Dawn in Titusville, Florida: There were several people enjoying the view from Rotary Riverfront Park, across from the Vehicle Assembly Building at NASA’s Kennedy Space Center (KSC). I tried my new Hoya ND400 neutral density filter and I like the way it works. If you haven’t used something similar, you should. It’s one way to make your photos stand out.
When we left and headed to Black Point, the clouds you see in the distance turned into rain, which fell off and on in spots for an hour or so. This made for “ISO 2000 light”, which means it was dim for good bird photography. It turns out that didn’t matter too much, since the birds were few and far between. We did see a few of the normal species: Anhingas, Belted Kingfishers, Cormorants, Great Blue and Little Blue Herons, Redish, Great and Snowy Egrets, Grebes, Moorhens, some unidentified ducks in the distance, and a few shore birds. The water there was very high – maybe the highest I’ve seen it. I wonder if this is related to the bird count or not?

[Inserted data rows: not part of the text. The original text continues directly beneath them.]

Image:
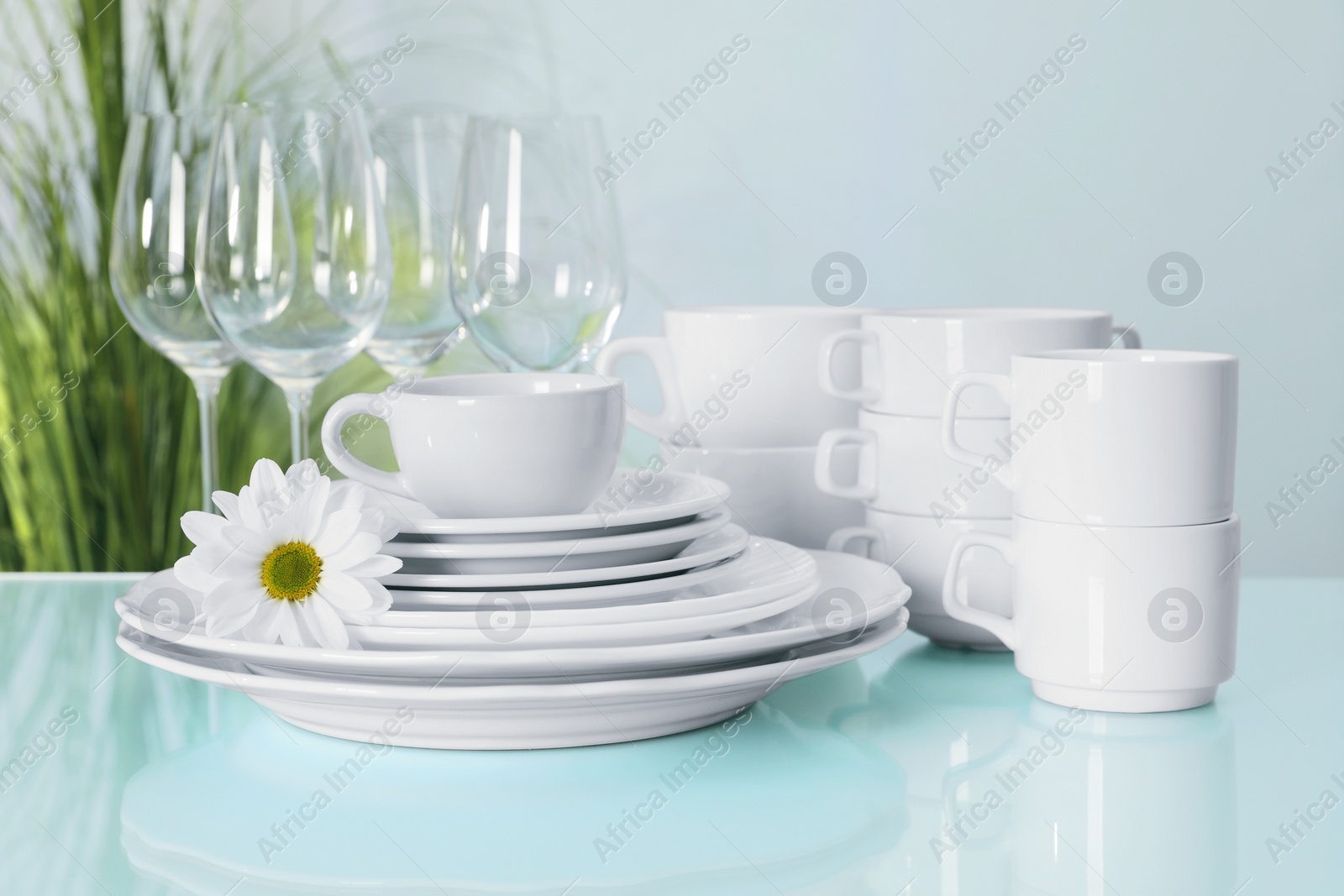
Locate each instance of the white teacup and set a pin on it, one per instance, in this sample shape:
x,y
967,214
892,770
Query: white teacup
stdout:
x,y
918,547
904,469
1113,618
911,356
1113,437
743,375
492,445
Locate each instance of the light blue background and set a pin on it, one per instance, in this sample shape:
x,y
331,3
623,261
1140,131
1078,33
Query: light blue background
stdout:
x,y
1156,140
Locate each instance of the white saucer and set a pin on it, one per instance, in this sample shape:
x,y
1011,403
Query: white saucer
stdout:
x,y
710,548
627,503
512,716
438,558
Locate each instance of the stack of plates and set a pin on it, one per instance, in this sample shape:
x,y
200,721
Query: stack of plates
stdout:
x,y
555,631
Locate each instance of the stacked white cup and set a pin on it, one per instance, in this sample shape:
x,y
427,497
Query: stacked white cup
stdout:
x,y
741,403
917,499
1124,543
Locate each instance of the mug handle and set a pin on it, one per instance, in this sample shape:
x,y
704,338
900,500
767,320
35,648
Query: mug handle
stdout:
x,y
864,338
660,355
996,625
347,463
840,539
960,383
866,485
1126,333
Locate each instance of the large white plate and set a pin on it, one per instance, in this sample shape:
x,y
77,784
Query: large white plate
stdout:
x,y
710,548
438,558
512,716
627,503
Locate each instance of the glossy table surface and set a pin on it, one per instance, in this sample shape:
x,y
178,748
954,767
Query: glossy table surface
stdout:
x,y
916,770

After Black Point, we decided to try a new area and stopped by Hammock Trails. These take off in two directions from the parking area and wander through some hardwood trees as well as typical Florida pines and palms. We were hoping to see a few migrant Warblers, but had no luck. I’m not a very good birder – although I heard a few, I didn’t see a single one along these trails. I did come across this railroad track, which I thought made a good subject:
Leading to separation – Train tracks crossing Hammock Trail in Merritt Island National Wildlife Refuge. This is a Black & White conversion of a bracketed, Infra Red, Panorama
Our last stop of the day was the Visitor Center. Since our annual pass is expiring, we wanted to renew. We arrived at about 9:30. They don’t open until 10, so we wandered around for a bit.
Carolina Wren – Sighted along the boardwalk at the Merritt Island National Wildlife Refuge Visitor Center.
There wasn’t any activity at the bird feeder, but we could hear several birds on the boardwalk. We ended up seeing a Carolina Wren, a pair of Cardinals, a Black and White Warbler, and a Red Eyed Vireo, and I’m guessing there were others we didn’t see. The ranger mentioned White Eyed Vireos and we’ve seen them there in the past.
So we watched a nice sunrise, and even though the birds were scarce at a couple of areas, we ended up with some interesting avian sightings, and enjoyed being out. All in all, a very good morning.